Toen ik nog in de Laura Dols werkte kwamen daar altijd twee broers de winkel ingelopen. Ze kwamen kijken naar de hoeden en vragen of ik nog een ouwe kapotte over had. Eentje speelde accordeon, met lange uithalen en altijd uit de toon. Hun schoenen hadden gaten en ze stonken een uur in de wind. Vrolijk zongen ze een liedje voor me terwijl de klanten licht geshockeerd toekeken. Ik vond het echte landlopers, zo weggelopen uit Pippi Langkous. Ook zij kregen wat cash, tot grote ergernis van mijn collega’s die ze liever kwijt dan rijk waren.

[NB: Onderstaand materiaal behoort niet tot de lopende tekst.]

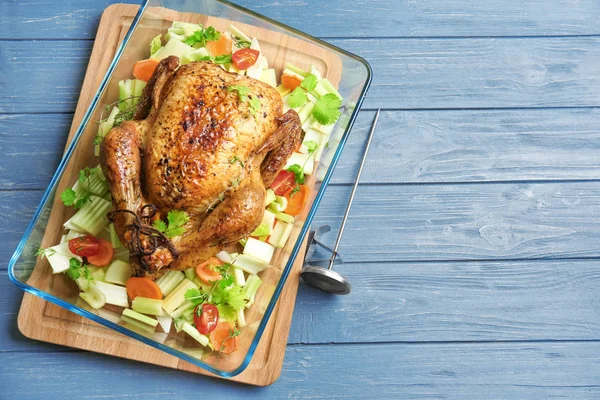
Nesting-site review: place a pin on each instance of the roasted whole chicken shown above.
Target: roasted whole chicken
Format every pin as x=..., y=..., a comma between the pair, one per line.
x=197, y=143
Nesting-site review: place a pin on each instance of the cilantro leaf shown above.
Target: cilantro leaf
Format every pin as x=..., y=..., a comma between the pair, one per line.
x=77, y=270
x=311, y=146
x=326, y=110
x=211, y=34
x=297, y=98
x=160, y=225
x=201, y=36
x=298, y=172
x=309, y=82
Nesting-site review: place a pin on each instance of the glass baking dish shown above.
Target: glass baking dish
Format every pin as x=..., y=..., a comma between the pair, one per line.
x=348, y=72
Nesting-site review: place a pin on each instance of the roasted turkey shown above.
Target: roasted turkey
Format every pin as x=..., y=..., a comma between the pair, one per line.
x=196, y=144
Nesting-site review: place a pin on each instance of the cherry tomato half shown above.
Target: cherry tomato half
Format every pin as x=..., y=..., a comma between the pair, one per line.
x=206, y=318
x=283, y=183
x=245, y=58
x=103, y=256
x=84, y=246
x=207, y=271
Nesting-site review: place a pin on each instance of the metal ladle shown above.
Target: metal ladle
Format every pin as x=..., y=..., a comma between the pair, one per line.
x=326, y=279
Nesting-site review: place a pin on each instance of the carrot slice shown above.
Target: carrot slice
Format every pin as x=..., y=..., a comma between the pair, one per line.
x=219, y=47
x=144, y=287
x=290, y=81
x=222, y=338
x=296, y=201
x=206, y=271
x=144, y=69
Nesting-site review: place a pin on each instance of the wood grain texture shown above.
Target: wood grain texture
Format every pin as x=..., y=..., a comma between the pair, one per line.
x=431, y=302
x=432, y=222
x=387, y=371
x=77, y=19
x=408, y=147
x=408, y=74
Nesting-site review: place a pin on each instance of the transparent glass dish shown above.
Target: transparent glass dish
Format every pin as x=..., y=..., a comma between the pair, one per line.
x=348, y=72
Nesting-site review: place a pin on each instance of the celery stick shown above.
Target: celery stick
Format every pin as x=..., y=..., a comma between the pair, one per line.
x=296, y=70
x=259, y=250
x=193, y=332
x=165, y=322
x=281, y=233
x=249, y=264
x=134, y=324
x=114, y=238
x=116, y=295
x=238, y=276
x=283, y=91
x=140, y=317
x=145, y=305
x=224, y=256
x=93, y=296
x=241, y=318
x=285, y=218
x=184, y=309
x=279, y=205
x=91, y=218
x=177, y=296
x=305, y=111
x=169, y=281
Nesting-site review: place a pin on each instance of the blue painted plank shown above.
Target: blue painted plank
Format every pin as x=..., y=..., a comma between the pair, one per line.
x=423, y=74
x=409, y=147
x=382, y=371
x=77, y=19
x=430, y=302
x=430, y=222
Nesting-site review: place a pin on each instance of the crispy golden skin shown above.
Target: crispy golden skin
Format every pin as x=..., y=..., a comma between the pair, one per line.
x=197, y=147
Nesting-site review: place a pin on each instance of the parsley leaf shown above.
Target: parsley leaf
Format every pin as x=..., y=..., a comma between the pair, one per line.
x=297, y=98
x=309, y=82
x=201, y=36
x=311, y=146
x=77, y=270
x=245, y=96
x=298, y=172
x=326, y=110
x=176, y=220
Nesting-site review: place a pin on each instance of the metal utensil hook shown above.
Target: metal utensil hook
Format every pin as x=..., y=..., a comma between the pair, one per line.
x=326, y=279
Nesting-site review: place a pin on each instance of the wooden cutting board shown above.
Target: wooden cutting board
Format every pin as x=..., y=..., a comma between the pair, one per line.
x=48, y=322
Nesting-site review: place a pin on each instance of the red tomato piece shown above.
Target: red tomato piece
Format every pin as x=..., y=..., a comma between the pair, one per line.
x=207, y=271
x=245, y=58
x=84, y=246
x=222, y=338
x=283, y=183
x=103, y=256
x=206, y=318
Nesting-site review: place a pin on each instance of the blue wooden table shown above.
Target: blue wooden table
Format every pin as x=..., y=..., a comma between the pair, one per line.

Want nu kwamen ze natuurlijk wekelijks binnengezwalkt.
Als ik geld weggeef denk ik vaak aan de Zakat. Zakat is één van de vijf zuilen van de Islam, waarbij het geven van aalmoezen aan de armen verplicht is, leerde ik ooit op de basisschool bij levensbeschouwing. Dit reinigt de zonden van de gever en verspreidt de rijkdom eerlijk. Ik kan me niet voorstellen dat de Islam het goedkeurt dat je een euro geeft zodat een junk gaat Chinezen, maar laat Allah daar maar over oordelen.

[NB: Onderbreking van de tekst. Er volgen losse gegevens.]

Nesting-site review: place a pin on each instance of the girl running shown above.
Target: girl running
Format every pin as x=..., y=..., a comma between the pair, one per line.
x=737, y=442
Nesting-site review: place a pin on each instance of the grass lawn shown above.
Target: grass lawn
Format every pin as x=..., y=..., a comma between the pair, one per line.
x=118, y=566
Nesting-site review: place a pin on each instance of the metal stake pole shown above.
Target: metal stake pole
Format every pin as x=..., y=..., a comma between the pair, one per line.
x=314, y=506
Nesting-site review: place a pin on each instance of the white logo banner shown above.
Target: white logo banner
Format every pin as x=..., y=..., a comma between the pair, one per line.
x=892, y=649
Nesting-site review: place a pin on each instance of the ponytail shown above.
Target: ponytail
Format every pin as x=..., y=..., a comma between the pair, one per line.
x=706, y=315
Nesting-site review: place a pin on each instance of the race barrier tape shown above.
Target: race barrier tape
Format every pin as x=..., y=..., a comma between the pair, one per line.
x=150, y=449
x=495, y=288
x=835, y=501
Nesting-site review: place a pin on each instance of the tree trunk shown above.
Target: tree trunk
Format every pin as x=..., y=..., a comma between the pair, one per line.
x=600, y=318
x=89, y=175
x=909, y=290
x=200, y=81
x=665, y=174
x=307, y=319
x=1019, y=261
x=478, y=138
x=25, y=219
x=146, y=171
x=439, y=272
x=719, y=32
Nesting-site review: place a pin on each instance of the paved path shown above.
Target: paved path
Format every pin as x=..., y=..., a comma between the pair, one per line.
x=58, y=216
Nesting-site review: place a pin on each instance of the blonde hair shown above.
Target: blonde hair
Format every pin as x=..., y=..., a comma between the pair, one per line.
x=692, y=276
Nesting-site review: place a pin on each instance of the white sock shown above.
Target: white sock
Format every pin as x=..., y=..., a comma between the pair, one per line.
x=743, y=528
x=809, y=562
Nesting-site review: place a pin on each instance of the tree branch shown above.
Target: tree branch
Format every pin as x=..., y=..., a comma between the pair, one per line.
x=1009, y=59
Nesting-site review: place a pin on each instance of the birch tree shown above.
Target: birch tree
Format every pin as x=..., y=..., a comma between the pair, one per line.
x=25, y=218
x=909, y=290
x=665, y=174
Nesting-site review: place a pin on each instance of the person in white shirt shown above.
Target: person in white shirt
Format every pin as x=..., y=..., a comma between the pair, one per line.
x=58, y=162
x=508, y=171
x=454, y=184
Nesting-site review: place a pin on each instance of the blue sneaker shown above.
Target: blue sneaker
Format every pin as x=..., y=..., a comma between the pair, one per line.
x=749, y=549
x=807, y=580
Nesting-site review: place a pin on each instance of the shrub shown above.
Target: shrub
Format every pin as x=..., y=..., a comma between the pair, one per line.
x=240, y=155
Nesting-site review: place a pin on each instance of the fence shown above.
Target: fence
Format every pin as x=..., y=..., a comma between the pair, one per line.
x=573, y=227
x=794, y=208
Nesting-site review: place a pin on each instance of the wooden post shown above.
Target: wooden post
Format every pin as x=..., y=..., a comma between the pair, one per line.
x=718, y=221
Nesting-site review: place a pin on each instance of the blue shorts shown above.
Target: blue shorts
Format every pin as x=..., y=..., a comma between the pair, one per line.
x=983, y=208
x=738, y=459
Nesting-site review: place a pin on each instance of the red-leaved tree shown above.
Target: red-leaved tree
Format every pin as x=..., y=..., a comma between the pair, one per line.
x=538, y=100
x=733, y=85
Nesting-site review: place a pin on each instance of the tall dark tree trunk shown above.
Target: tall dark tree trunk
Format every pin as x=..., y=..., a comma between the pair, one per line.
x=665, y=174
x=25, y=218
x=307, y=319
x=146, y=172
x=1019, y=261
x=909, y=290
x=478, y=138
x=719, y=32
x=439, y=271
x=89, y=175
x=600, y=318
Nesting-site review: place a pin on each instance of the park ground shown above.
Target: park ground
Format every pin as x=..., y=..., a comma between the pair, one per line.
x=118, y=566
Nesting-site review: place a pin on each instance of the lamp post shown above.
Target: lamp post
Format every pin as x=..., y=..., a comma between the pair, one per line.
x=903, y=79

Laatst zag ik de man van de Albert Heijn fietsen. Hij lachte niet. Verbeten concentreerde hij zich op het verkeer, en ik durfde niet te zwaaien. Die man kent zo veel mensen, hij had me vast niet herkend. Ik vroeg me af waar hij heen ging zo op de fiets. In mijn beleving hebben daklozen nooit fietsen. Ze hoeven nergens heen, hebben nergens om de fiets op slot te zetten. Daklozen lopen, sjokken. Soms hebben ze een winkelwagentje, maar zeker geen fiets. Toch maar wat roepen, dacht ik, maar hij was al voorbij gefietst. Dag meneer van de daklozenkrant bij de Albert Heijn. Morgen zie ik je weer.